OP explained that she couldn't work and watch her grandchild at the same time, but her daughter reasoned that there were some nice benefits to watching the baby as opposed to spending that time working. OP said, "I love my grandson, but as I stated above, I'm not a daycare."

A Redditor believed that OP had actually asked for more money but edited her post to make herself look better. The user said, "YTA mostly for editing your post to say $12 instead of $15 to make it seem like you didn't ask your daughter for over two-thirds of her hourly wage…You're well within your right to be paid or say no but on moral grounds, you clearly don't care about her very much if that's the approach you took."
In the other story, the mom was the one sharing and in her situation, the grandma lives in her home without having to pay rent or other bills. The mom said:

“I have a 9-month-old son and for the past year, my mother has been living with me and my husband. She has helped us out a lot by looking after my son when both I and my husband are in a pinch. This has been great and much appreciated and at first, I thought she was happy to help out because she expressed how much she wanted a grandchild before my son was born.”

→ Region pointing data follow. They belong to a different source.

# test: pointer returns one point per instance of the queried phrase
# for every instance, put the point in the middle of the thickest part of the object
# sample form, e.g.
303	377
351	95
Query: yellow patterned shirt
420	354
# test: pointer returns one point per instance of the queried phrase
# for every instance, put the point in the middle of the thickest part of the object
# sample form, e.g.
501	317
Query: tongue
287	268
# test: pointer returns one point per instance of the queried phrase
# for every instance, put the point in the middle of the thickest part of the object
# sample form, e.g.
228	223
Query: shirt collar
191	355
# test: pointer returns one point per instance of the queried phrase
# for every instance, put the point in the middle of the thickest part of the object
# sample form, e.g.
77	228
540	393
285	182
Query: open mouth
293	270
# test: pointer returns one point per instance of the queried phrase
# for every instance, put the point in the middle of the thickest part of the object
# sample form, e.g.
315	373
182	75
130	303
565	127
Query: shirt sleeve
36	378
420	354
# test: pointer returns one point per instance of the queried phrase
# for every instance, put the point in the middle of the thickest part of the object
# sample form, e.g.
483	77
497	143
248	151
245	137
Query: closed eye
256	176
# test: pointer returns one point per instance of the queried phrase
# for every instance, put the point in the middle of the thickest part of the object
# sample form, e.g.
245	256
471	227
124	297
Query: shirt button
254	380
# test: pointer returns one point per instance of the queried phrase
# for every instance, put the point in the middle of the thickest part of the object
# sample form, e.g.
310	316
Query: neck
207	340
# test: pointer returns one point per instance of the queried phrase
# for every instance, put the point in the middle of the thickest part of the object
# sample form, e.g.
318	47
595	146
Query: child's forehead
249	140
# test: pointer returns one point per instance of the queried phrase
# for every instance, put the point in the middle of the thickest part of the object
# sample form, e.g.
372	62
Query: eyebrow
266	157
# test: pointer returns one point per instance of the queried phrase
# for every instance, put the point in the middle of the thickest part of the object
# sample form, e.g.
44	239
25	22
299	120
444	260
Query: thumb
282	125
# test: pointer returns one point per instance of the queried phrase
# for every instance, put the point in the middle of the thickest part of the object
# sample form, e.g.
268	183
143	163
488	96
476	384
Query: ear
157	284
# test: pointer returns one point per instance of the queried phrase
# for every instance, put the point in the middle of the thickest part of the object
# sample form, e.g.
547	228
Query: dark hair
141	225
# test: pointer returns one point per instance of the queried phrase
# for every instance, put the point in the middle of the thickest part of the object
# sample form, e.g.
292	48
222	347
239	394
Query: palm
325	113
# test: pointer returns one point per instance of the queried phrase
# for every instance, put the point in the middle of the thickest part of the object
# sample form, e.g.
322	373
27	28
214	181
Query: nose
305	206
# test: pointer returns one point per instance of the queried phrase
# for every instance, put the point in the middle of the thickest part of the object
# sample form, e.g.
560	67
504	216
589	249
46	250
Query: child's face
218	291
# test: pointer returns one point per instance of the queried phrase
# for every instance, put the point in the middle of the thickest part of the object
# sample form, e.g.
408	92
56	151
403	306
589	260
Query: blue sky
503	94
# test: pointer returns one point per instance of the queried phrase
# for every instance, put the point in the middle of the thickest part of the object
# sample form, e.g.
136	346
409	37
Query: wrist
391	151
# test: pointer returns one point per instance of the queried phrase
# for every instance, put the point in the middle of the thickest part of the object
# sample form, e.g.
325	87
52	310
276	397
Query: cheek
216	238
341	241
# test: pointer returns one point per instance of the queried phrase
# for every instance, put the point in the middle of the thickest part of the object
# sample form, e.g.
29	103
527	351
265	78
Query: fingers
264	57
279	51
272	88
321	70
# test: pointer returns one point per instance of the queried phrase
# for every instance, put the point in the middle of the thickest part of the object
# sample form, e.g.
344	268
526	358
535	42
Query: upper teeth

She added, “So we let her stay with us so she can spend more time with her grandchild. However, she has recently said she now wants to be paid for looking after my son and is upset that we haven’t paid her at all.”

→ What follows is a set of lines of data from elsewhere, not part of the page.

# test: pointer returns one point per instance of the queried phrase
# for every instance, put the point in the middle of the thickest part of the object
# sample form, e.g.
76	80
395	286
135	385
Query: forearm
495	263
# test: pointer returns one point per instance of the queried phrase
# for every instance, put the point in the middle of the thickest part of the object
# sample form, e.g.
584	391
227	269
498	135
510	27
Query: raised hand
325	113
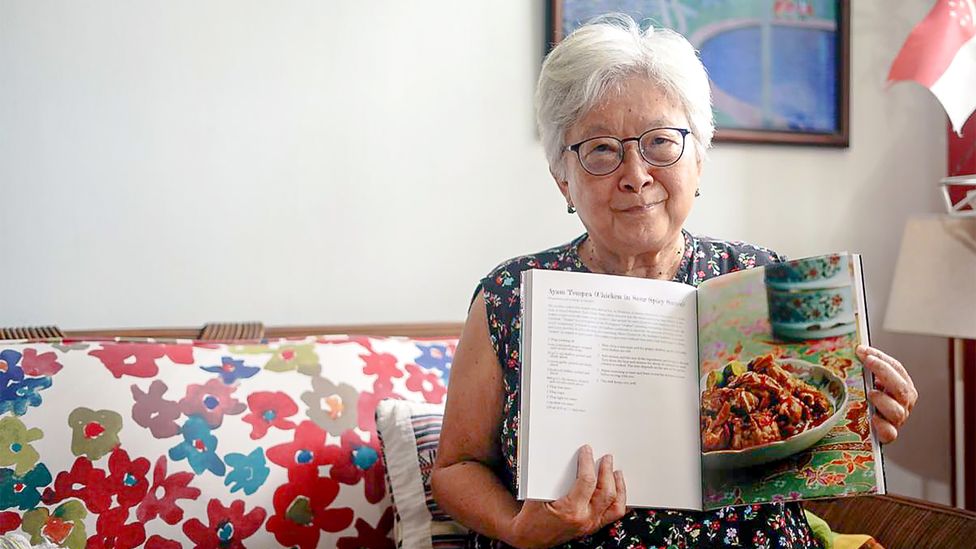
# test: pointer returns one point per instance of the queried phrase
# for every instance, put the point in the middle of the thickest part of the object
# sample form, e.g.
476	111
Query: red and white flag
940	54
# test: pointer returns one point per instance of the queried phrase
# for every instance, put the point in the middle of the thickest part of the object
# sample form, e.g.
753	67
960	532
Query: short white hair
600	54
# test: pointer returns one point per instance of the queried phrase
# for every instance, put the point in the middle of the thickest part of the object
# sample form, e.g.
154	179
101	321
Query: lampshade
934	289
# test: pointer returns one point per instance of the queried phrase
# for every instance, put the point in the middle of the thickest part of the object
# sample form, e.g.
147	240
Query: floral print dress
761	526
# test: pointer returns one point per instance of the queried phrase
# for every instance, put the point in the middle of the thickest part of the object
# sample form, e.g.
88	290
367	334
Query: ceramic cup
811	313
829	271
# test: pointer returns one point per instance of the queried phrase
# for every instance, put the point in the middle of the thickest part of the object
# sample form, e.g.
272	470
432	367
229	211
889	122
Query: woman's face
638	208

Most of the commenters agreed that the grandma should pay rent if she doesn’t want to babysit for free. One person said, “Does she not pay you anything towards living costs? No contribution towards food, no rent (even a token amount), nothing for bills? If not then I think it's cheeky to ask for childcare payment as to me that would seem like her contribution to offset living with you.”

Another person offered some advice, saying, “Time for a frank conversation I think, not about money, but about everything before anyone’s feelings start to boil over. Focus on the good stuff you’re doing for each other and how it is all well-intentioned, no one ever meant to upset anyone but obviously, something has changed and it’s not working anymore.”

These stories are similar, but the differences in circumstances make taking sides not so cut and dry.